In this exploration of the quadratic equation x^2 + bx + c = 0 with a single solution x = -15, we employed three distinct methods to determine the values of b and c. Each method offers a unique perspective and approach, highlighting the multifaceted nature of mathematical problem-solving. Method 1, which involved factoring and recognizing perfect square trinomials, leverages the fundamental concept that a quadratic equation with a single solution can be expressed as the square of a binomial. This method is intuitive and straightforward, requiring the expansion of (x + 15)^2 and comparison of coefficients. It emphasizes the importance of pattern recognition and algebraic manipulation. Method 2 utilized the discriminant, a key concept in quadratic equations that determines the nature of the roots. By setting the discriminant b^2 - 4ac to zero, we established a relationship between b and c. Combining this with the equation obtained by substituting x = -15 into the original quadratic equation, we formed a system of two equations. Solving this system yielded the values of b and c. This method showcases the power of the discriminant in analyzing quadratic equations and the utility of solving systems of equations. Method 3, employing Vieta's formulas, provided the most direct and elegant solution. Vieta's formulas establish a direct link between the roots of a polynomial equation and its coefficients. By applying these formulas, we were able to determine the values of b and c almost immediately. This method underscores the efficiency of using established mathematical relationships to solve problems. Comparing these methods, we find that while all three lead to the correct answer (b = 30 and c = 225), they differ in their approach and complexity. Method 1 is conceptually simple but requires algebraic manipulation. Method 2 is more analytical, involving the discriminant and a system of equations. Method 3 is the most concise, leveraging Vieta's formulas for a direct solution. The choice of method may depend on personal preference, familiarity with the concepts, and the specific context of the problem. Ultimately, understanding multiple methods enhances problem-solving skills and provides a deeper appreciation for the interconnectedness of mathematical concepts.

Conclusion

In conclusion, we have successfully determined the values of b and c for the quadratic equation x^2 + bx + c = 0, given that it has only one solution, x = -15. Through the application of three distinct methods – factoring perfect square trinomials, using the discriminant, and employing Vieta's formulas – we arrived at the consistent result: b = 30 and c = 225. This problem not only reinforces our understanding of quadratic equations but also highlights the versatility of algebraic techniques in problem-solving. The fact that we could approach the problem from multiple angles, each with its own unique perspective, underscores the richness and interconnectedness of mathematical concepts. Each method offered valuable insights.

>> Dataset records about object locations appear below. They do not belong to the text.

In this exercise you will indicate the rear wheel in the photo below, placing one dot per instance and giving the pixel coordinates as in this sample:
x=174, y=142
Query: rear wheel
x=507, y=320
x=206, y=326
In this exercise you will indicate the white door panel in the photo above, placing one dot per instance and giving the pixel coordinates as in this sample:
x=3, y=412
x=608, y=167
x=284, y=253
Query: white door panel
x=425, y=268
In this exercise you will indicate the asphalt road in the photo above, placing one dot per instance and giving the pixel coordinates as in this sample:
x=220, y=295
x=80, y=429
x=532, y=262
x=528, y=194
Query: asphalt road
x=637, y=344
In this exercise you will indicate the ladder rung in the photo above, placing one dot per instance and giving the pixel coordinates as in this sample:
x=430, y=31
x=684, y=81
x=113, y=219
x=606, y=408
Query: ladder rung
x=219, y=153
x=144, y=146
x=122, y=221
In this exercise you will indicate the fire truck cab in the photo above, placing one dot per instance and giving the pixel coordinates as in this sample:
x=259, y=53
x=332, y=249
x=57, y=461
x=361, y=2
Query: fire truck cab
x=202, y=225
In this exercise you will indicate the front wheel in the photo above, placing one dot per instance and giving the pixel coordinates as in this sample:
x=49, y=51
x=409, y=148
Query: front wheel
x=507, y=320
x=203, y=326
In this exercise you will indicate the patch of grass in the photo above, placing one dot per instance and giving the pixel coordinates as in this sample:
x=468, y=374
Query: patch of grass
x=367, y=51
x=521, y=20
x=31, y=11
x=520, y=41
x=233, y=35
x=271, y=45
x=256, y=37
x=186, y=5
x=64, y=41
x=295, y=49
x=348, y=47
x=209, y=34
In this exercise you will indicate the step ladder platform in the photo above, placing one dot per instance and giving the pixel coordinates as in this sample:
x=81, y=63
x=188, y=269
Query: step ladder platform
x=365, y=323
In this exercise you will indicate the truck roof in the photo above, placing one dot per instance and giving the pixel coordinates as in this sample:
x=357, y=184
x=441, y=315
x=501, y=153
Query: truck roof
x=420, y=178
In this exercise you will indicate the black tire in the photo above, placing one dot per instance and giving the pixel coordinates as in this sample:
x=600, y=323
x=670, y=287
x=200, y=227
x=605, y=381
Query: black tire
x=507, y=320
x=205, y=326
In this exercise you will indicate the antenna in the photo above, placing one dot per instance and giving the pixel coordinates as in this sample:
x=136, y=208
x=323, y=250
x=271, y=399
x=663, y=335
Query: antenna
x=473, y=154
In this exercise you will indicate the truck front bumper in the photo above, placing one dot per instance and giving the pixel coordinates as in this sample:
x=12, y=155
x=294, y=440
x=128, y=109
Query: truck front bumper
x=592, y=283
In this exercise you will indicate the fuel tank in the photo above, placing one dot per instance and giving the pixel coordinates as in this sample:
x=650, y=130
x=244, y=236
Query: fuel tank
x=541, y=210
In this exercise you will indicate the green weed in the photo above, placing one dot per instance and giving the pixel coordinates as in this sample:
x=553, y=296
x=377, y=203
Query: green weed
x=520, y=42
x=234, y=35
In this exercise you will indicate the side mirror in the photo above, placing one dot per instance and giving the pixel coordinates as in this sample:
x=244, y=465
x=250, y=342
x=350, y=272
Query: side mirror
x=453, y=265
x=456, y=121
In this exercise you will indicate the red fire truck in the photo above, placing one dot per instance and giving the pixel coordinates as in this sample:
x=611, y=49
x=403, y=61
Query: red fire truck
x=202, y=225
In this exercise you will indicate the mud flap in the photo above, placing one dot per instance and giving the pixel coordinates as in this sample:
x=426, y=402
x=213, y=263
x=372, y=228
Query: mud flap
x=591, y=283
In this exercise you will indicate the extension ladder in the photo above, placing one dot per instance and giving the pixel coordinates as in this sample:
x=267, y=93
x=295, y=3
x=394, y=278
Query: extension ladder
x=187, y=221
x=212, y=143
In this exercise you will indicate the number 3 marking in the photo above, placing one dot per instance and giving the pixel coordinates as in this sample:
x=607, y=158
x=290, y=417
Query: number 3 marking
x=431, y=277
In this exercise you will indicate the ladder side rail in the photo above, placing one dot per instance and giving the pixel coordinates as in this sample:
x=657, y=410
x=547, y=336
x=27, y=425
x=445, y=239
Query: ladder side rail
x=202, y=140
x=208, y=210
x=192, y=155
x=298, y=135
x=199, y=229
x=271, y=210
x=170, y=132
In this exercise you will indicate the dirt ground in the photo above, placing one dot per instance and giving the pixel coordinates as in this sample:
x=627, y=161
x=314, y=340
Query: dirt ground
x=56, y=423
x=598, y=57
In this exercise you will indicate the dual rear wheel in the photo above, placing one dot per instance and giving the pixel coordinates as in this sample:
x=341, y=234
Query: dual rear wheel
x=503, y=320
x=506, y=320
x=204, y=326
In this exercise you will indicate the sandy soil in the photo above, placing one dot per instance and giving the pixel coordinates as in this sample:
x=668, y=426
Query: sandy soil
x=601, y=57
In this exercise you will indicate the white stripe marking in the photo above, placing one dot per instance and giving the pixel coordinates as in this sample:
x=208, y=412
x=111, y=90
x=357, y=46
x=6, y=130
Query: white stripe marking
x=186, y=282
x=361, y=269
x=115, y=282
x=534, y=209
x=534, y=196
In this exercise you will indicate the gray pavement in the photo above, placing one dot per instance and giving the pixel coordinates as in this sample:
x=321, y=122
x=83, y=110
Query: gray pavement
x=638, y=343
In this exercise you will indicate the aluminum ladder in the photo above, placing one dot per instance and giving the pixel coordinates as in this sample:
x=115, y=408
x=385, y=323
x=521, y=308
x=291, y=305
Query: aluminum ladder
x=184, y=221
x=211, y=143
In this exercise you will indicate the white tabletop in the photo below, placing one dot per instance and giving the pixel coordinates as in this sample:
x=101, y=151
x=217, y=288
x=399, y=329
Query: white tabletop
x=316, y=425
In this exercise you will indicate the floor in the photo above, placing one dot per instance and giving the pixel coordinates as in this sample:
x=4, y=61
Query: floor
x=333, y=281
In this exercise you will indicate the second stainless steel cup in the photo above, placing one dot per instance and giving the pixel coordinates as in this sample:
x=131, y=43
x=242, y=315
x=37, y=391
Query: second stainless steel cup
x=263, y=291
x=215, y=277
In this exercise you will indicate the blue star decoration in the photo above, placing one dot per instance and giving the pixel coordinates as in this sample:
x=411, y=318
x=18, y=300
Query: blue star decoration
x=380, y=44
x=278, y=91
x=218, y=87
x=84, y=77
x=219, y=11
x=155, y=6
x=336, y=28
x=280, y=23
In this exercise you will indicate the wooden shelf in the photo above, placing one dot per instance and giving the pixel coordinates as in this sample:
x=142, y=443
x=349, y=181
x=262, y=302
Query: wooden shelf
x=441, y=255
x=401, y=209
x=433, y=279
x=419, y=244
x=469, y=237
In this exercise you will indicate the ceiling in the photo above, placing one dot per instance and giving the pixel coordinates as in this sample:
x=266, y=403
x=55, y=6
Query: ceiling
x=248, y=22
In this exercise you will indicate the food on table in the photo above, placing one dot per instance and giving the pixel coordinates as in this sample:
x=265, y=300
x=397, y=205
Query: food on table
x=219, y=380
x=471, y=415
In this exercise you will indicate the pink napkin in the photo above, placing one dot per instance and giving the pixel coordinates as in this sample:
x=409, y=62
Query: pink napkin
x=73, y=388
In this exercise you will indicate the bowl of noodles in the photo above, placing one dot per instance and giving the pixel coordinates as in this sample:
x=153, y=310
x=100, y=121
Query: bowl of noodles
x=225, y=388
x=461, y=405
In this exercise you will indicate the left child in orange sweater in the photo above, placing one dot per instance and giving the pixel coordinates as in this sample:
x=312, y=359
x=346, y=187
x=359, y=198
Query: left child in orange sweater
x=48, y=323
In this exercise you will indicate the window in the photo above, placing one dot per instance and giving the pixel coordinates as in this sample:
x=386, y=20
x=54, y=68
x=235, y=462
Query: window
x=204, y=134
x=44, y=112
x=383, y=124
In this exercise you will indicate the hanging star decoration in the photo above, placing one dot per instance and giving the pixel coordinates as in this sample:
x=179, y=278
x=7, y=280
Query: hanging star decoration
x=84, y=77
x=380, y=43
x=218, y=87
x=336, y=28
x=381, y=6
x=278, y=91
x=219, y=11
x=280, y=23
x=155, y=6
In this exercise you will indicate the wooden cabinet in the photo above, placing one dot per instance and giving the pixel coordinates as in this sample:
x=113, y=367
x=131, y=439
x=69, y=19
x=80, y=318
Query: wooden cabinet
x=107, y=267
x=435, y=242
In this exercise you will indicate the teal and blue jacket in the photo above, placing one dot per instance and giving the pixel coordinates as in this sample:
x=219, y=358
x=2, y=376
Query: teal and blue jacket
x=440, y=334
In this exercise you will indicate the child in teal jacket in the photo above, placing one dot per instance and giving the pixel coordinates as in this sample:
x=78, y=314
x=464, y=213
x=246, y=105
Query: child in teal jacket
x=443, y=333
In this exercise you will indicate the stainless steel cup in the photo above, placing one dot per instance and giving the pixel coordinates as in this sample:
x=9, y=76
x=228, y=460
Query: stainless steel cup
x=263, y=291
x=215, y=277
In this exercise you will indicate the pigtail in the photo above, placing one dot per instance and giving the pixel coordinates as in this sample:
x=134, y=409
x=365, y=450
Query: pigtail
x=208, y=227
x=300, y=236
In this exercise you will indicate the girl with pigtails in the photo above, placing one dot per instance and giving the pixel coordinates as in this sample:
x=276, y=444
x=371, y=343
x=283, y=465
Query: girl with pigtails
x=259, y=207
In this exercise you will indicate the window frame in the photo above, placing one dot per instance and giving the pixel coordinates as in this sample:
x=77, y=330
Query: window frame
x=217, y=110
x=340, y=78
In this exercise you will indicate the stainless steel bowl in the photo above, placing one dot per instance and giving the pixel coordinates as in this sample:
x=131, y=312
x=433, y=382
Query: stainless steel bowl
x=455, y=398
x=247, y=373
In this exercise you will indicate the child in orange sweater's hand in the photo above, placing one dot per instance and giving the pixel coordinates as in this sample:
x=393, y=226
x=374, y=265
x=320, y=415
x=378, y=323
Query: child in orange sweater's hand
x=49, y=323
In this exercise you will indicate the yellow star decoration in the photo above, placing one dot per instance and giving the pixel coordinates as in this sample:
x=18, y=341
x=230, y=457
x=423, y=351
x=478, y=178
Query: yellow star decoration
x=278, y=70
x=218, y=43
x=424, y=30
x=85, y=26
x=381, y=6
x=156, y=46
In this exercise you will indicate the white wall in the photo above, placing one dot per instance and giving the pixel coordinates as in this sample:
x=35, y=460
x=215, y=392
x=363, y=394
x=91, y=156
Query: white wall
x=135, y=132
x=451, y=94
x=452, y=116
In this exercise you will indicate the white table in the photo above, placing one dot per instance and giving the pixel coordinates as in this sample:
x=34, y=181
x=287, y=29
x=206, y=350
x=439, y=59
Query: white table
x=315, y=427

Factoring perfect square trinomials emphasized the relationship between the single solution and the structure of the quadratic equation. The discriminant method showcased its utility in determining the nature of the roots and setting up a system of equations. Vieta's formulas provided a direct and elegant solution, demonstrating the power of established mathematical relationships. The consistency of the results across these methods further validates our solution and reinforces our confidence in the applied techniques. Moreover, this exploration serves as a reminder that effective problem-solving often involves choosing the most appropriate method based on the given information and the desired level of efficiency. The journey through these methods has not only provided a solution to the specific problem but also enhanced our mathematical toolkit and problem-solving acumen. The values of b = 30 and c = 225 complete the quadratic equation, which can be expressed as x^2 + 30x + 225 = 0, or equivalently, (x + 15)^2 = 0. This final form clearly demonstrates why x = -15 is the only solution, solidifying our understanding of the problem and its solution.